You can use in-vector instead.

Anyway, if the time is a few hours (days?) in C++, 4 minutes in Python and 1 second in Racket, I'd not overoptimize the Racket part.

How hard is to translate the Python code to Racket? Are you using many libraries?

In my experiece, numeric code is faster in Racket, but strings are quite similar or even faster in Python. (One of my coworkers can get fast numeric code in Phyton using @jit but I never learned the details.)

damien_mattei · December 5, 2024, 3:38pm

oh. not exactly that.There is no port from python to racket.

There is many parts:

A trajectory of the Mio orbiter around the Mercury planet :

trajectories could be get from here (by human or with webservices):

https://amda.irap.omp.eu/

A simulation code:

which generate a 3D cube of physical data

The goal is to compare the result of simulation with the real data collected by the instruments of Mio. This require to put the trajectory in the cube and interpolate the data of simu at exact place of the points of the trajectory.

this is made by a python program cut_1D (not online) that use python libraries (numpy,scipy...) and fibo:

and we run only the interpolation (problem it take 4 minutes or more and needs special timeout in php, http, firefox that limit to 300s) in python online and Racket is between PHP and Python,generate XML,used for web services.
A problem is that just reading the data cube takes minutes as it is Gigabytes, the interpolation even in Python (not Fortran) is very fast indeed.

gus-massa · December 6, 2024, 12:09pm

That's very interesing.
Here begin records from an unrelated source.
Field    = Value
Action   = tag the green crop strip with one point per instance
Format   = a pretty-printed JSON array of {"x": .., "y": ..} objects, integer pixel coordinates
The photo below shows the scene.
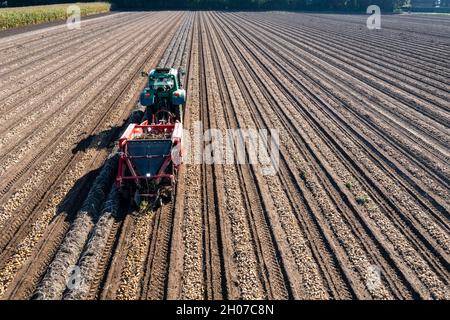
[{"x": 21, "y": 16}]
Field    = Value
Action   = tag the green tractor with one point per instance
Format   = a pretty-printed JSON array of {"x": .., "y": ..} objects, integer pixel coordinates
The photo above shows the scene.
[{"x": 163, "y": 96}]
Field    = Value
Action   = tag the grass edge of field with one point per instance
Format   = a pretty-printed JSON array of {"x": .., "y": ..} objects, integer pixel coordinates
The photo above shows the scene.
[{"x": 22, "y": 16}]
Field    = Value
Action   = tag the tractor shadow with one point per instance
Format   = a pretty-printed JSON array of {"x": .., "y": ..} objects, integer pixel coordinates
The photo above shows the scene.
[
  {"x": 107, "y": 138},
  {"x": 104, "y": 140}
]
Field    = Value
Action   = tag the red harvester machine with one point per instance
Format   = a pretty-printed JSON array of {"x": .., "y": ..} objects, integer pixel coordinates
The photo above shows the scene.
[
  {"x": 150, "y": 154},
  {"x": 149, "y": 157}
]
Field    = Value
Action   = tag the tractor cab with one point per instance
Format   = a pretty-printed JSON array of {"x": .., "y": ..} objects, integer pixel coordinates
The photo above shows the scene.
[{"x": 163, "y": 95}]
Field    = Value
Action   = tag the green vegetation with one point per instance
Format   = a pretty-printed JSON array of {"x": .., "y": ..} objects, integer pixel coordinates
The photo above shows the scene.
[
  {"x": 316, "y": 5},
  {"x": 21, "y": 16}
]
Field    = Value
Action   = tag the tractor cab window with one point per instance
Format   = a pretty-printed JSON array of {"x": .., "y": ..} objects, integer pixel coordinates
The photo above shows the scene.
[{"x": 156, "y": 82}]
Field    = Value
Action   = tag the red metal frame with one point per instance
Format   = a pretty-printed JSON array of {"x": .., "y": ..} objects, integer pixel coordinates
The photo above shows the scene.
[{"x": 135, "y": 130}]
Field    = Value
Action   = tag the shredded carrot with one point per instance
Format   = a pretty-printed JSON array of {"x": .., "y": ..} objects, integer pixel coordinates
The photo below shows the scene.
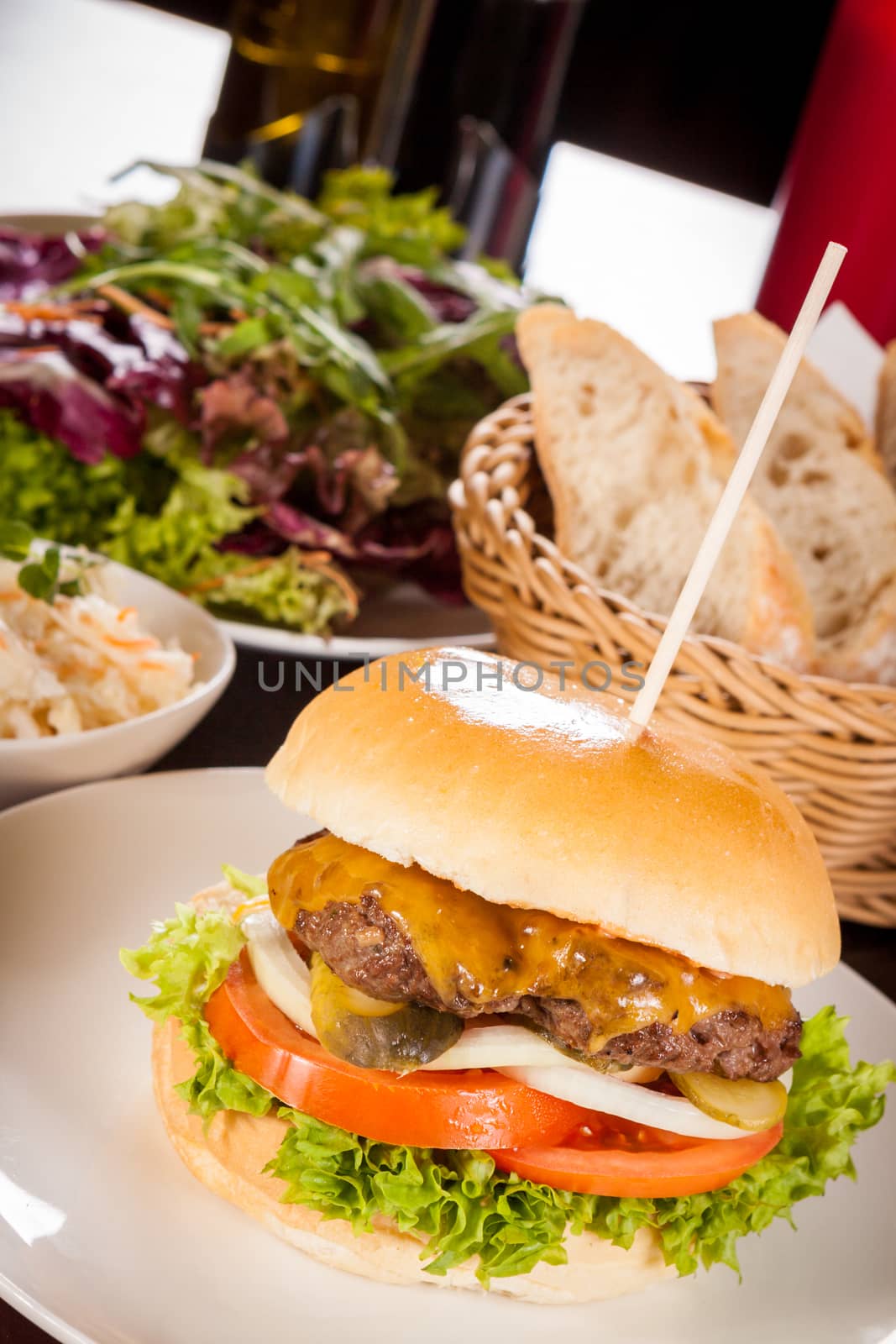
[
  {"x": 207, "y": 585},
  {"x": 130, "y": 304},
  {"x": 53, "y": 312}
]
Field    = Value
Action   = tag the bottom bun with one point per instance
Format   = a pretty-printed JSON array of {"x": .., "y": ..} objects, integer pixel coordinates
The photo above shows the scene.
[{"x": 230, "y": 1158}]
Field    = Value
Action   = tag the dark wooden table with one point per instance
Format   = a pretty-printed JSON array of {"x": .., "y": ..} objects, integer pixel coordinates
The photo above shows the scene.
[{"x": 249, "y": 723}]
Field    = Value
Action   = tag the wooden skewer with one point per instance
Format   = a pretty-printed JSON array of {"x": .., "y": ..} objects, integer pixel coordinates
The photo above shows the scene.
[{"x": 736, "y": 487}]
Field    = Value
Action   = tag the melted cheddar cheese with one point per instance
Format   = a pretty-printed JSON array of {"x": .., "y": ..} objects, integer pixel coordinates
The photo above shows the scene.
[{"x": 488, "y": 952}]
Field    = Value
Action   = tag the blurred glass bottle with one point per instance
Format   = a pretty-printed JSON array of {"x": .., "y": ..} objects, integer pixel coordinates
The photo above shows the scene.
[
  {"x": 336, "y": 74},
  {"x": 484, "y": 109}
]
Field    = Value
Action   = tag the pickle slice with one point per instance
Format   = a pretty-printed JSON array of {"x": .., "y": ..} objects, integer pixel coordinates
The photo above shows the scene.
[
  {"x": 736, "y": 1101},
  {"x": 374, "y": 1034}
]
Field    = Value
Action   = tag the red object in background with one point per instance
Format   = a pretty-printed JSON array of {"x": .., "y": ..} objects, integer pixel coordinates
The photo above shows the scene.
[{"x": 841, "y": 178}]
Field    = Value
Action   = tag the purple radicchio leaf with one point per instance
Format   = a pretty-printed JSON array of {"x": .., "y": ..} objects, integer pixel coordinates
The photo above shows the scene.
[
  {"x": 60, "y": 402},
  {"x": 29, "y": 264}
]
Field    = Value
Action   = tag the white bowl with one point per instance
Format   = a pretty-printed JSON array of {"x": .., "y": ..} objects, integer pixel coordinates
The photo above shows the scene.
[{"x": 29, "y": 766}]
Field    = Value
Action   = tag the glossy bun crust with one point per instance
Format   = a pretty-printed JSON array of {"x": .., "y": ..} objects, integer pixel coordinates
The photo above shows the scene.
[
  {"x": 547, "y": 799},
  {"x": 230, "y": 1158}
]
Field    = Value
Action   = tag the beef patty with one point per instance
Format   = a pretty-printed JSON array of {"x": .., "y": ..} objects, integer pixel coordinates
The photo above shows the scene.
[{"x": 364, "y": 947}]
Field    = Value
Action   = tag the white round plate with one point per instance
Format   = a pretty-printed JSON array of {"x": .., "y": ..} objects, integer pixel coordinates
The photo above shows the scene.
[
  {"x": 401, "y": 618},
  {"x": 107, "y": 1238}
]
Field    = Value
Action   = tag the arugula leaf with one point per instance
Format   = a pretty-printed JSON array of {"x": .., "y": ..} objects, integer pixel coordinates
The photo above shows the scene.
[{"x": 15, "y": 539}]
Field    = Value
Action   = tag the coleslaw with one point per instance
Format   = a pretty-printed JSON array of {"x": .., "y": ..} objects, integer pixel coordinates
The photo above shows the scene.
[{"x": 80, "y": 662}]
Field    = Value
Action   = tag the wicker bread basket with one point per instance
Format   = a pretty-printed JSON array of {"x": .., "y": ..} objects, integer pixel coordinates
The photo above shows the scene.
[{"x": 829, "y": 743}]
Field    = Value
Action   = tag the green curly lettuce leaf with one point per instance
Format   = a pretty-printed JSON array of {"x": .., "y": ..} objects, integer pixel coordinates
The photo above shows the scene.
[
  {"x": 457, "y": 1203},
  {"x": 251, "y": 885},
  {"x": 187, "y": 958},
  {"x": 70, "y": 501},
  {"x": 163, "y": 512}
]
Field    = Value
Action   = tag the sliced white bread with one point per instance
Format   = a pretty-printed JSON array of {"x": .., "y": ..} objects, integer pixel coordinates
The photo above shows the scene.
[
  {"x": 833, "y": 507},
  {"x": 886, "y": 417},
  {"x": 634, "y": 464}
]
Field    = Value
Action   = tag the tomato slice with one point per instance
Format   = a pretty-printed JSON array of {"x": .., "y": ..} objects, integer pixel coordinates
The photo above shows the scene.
[
  {"x": 472, "y": 1109},
  {"x": 611, "y": 1156}
]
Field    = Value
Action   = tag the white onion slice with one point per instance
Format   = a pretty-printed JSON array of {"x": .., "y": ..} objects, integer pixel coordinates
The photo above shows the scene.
[
  {"x": 511, "y": 1050},
  {"x": 278, "y": 968},
  {"x": 584, "y": 1086}
]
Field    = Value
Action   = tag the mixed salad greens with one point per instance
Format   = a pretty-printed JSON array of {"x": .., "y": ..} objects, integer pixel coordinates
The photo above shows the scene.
[
  {"x": 458, "y": 1203},
  {"x": 253, "y": 396}
]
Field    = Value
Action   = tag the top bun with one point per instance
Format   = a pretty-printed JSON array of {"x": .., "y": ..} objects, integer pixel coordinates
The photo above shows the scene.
[{"x": 543, "y": 797}]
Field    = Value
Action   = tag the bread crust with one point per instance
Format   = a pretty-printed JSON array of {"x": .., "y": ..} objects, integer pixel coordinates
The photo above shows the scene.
[
  {"x": 821, "y": 483},
  {"x": 631, "y": 407},
  {"x": 230, "y": 1159},
  {"x": 548, "y": 799}
]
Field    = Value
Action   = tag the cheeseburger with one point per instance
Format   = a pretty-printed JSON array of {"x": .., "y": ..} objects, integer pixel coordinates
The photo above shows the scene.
[{"x": 516, "y": 1008}]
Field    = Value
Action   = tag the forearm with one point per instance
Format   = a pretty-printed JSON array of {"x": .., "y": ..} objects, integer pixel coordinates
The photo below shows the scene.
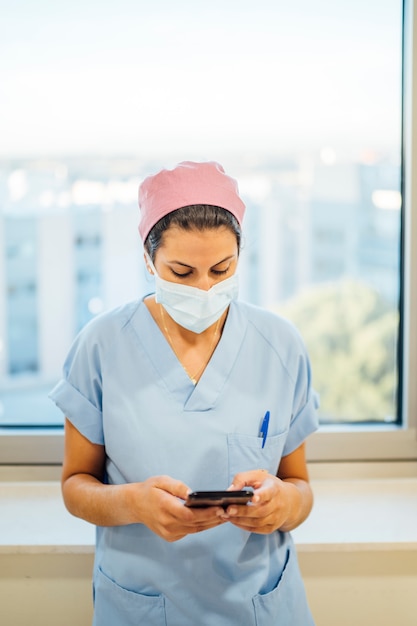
[
  {"x": 300, "y": 502},
  {"x": 100, "y": 504}
]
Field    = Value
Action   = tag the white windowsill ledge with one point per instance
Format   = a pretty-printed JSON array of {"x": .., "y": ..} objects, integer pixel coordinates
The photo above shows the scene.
[{"x": 348, "y": 515}]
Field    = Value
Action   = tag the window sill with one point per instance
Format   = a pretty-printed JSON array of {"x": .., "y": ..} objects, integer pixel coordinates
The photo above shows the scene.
[{"x": 348, "y": 515}]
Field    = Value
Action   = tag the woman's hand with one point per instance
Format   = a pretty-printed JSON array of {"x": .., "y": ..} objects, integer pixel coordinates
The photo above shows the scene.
[
  {"x": 158, "y": 503},
  {"x": 271, "y": 505},
  {"x": 280, "y": 502}
]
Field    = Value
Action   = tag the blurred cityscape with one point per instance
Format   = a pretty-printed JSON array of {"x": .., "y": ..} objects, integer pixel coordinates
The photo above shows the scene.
[{"x": 69, "y": 248}]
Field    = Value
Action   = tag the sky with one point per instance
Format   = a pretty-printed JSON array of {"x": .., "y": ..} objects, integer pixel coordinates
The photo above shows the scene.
[{"x": 191, "y": 76}]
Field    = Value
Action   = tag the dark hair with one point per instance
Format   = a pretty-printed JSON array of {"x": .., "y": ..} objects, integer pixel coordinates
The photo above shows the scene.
[{"x": 197, "y": 217}]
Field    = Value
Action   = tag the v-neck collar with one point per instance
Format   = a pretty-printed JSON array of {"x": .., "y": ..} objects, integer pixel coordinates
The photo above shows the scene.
[{"x": 202, "y": 396}]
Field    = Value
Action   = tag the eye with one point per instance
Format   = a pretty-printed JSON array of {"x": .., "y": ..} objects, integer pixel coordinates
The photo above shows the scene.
[
  {"x": 220, "y": 272},
  {"x": 180, "y": 274}
]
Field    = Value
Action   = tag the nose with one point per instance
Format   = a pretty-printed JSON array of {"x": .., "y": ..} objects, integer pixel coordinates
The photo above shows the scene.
[{"x": 205, "y": 283}]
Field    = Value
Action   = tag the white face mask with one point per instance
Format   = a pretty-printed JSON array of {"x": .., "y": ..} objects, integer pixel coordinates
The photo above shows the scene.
[{"x": 193, "y": 308}]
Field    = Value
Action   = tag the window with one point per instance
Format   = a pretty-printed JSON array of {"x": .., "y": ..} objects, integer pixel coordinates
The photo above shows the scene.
[{"x": 302, "y": 103}]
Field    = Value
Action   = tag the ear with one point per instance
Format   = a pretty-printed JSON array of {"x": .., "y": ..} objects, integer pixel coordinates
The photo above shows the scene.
[{"x": 148, "y": 267}]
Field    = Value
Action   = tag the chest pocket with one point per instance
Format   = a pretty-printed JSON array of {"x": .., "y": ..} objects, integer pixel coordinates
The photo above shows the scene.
[{"x": 246, "y": 453}]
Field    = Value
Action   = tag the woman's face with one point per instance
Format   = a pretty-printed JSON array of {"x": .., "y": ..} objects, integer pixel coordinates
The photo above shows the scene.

Some questions (perhaps too many ) :

Is the cube the same for all the points in the trajectory? (I guess no.)

Are you using all the data in the cube for the interpolation? (I guess it only uses a few voxels arround the point, let's say 10x10x10.) Can you load only a neighborhood of the satelite instead of the whole GB cube?

Is the data in the file of the cube saved in binary or text format. I think we had legacy code in Fortran that used Z16 to save the floating point numbers exactly, but we changed to normal text (I don't remember why. Perhaps because it's easier to find obvious stupid errors and also to cut and paste the intermediate data in other tools.)

Perhaps you can modify the program that create the cube to padd the numbers with 0 or spaces so all the floating point numbers use the same number of characters, and if you want to load x[207,182,99] you can read the file in binary mode and read the positions after (207*1000*1000+182*1000+99)*17+777 where 777 is the size of an imaginary header of the file.

damien_mattei · December 6, 2024, 5:58pm

the cube is the simulated space (where the satellite move in his orbit around Mercury) there will be one cube for each physical data : magnetic field, speed and rho (good question , i forget a bit what researche explain me, i just the guy behind the application web,not researcher, even if i know electro magnetism and learn physic at university and already work on Fortran simulation of stellar physic, rho should be electric density ,speed? hum... some of solar wind but i could be wrong...) there is no big secret just compare real data with simulation, the scientific approach since Greek antiquity.

It is a partially a port of web app of another laboratory, they used Fortran , not Python.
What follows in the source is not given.